Esta frase en mi mente produjo una asociación con la educación hacia la democracia de miles de colegios en el mundo. Paradójicamente, muchos de estos colegios adoptan también un discurso orientado a la educación para la democracia, pero en la práctica actúan de modo similar a las dictaduras en relación con los alumnos que no se ciñen a los mandatos de sus profesores. “Eligen las sanciones o su propia marginación” parece ser el mensaje implícito.

En una educación escolar hacia la democracia, se fomenta el diálogo y la participación activa de los estudiantes como agentes críticos de su entorno. Sin embargo, en demasiados casos, las aulas se convierten en microcosmos de dictaduras donde el poder se concentra en el docente y las normas no se discuten. Esto deja a los estudiantes dos opciones: adaptarse al sistema reprimiendo sus pensamientos originales y opiniones o enfrentarse a las consecuencias de ser “indisciplinados”.

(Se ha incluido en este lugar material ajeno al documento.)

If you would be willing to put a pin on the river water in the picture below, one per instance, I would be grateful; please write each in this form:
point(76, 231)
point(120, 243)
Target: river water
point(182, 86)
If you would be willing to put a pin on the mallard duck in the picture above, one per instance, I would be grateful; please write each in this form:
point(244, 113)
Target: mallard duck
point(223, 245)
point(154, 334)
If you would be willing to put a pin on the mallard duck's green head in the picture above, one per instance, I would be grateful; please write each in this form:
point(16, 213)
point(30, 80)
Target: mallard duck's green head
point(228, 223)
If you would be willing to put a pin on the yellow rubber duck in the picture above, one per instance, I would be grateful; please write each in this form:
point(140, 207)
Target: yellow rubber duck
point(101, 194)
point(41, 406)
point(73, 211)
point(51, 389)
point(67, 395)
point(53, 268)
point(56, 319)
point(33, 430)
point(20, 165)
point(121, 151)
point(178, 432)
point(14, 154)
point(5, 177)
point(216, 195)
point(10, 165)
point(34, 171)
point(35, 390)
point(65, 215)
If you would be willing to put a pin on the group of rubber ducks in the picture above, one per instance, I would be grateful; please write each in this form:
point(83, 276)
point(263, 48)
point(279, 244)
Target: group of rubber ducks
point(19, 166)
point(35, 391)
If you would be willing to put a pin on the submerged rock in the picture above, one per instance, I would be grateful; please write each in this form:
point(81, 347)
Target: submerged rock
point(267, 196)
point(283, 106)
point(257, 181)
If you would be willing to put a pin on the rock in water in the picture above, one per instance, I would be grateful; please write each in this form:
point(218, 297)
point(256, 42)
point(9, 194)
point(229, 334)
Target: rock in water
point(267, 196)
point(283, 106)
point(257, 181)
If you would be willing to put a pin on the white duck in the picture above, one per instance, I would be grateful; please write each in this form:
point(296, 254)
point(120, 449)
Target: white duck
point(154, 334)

El ejemplo bielorruso, aunque extremo, invita a reflexionar sobre las prácticas que perpetuamos en las instituciones educativas. Si bien no se puede comparar un régimen político con una estructura pedagógica, el paralelismo en las respuestas autoritarias es inquietante. ¿Cómo podemos enseñar sobre democracia, justicia y equidad si los espacios donde los alumnos se forman no las practican?

Es momento de que los colegios adopten un enfoque que promueva una verdadera cultura democrática. Esto implica escuchar a los estudiantes, incorporar su voz en la toma de decisiones y permitirles cuestionar las reglas cuando estas parecen injustas. Solo así formaremos ciudadanos que no acepten las frases de Lukashenko como una normalidad, sino que las desafíen con convicción.